Thanks to the Affordable Healthcare Act passed last year, more people will need family doctors and insurance to pay for it, she said. Nurse practitioners are able to do many of the same jobs as doctors, such as prescribing narcotics and making diagnoses.

“We don’t have, in this country, enough primary care doctors,” Ferrario explained. “Nurse practitioners have demonstrated over the years that they can do as good a job as a physician in primary care.”

The grant money is distributed to graduate students based on their academic standing. However, a majority of students are receiving some sort of aid.

“Most of our students in the graduate program who ask for money get something,” Ferrario said. “They can either be a TA or we’ve got scholarship money that we can support them with. I think we got to about 30 students with the money this year.”

Although Binghamton University has never gone without some sort of traineeship money from the government, the amount has never been this large.

Binghamton University may have received the grant in part because many Decker grad students go on to work in rural areas around the region, particularly in underserved areas, according to Ferrario.

However, for some students, the grant came too late.

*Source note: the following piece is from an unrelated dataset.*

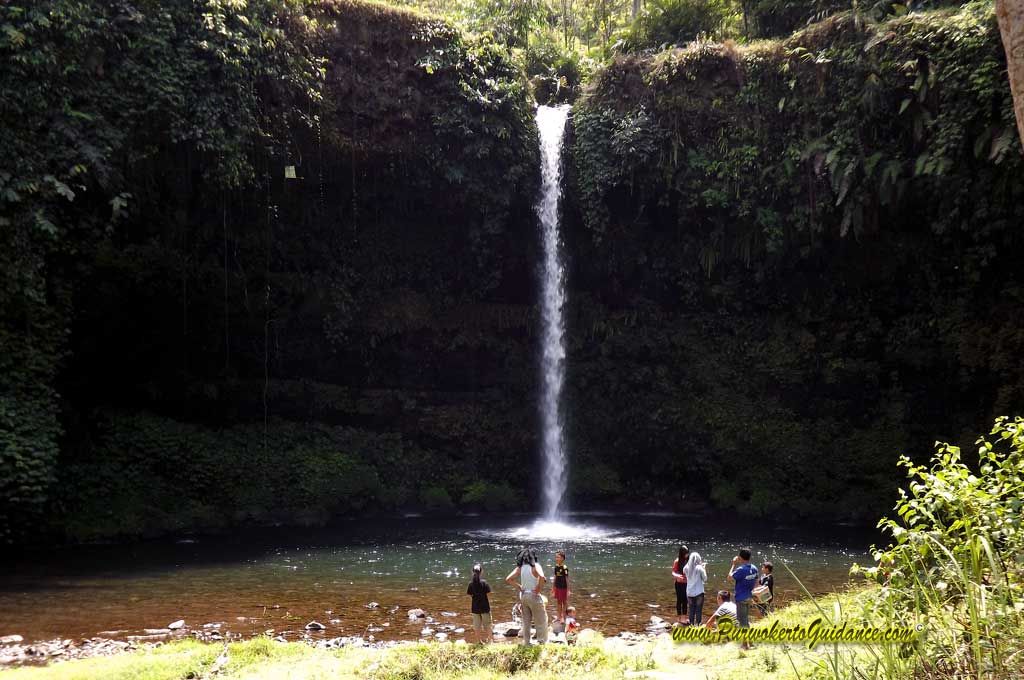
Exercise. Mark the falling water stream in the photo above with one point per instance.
(551, 124)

“It was hard when the grant came in because it didn’t come in until after school started. We had a lot of students that were kind of waiting for this. Some of them couldn’t wait and dropped out,” Ferrario said. “The graduate school had to match a little bit of money, about $25,000, and the dean of the graduate school very graciously allowed us to use that money even before the grant came in. We were able to take that and kind of divvy it out among the people who were waiting for money. It carried many of them over to when the grant came in.”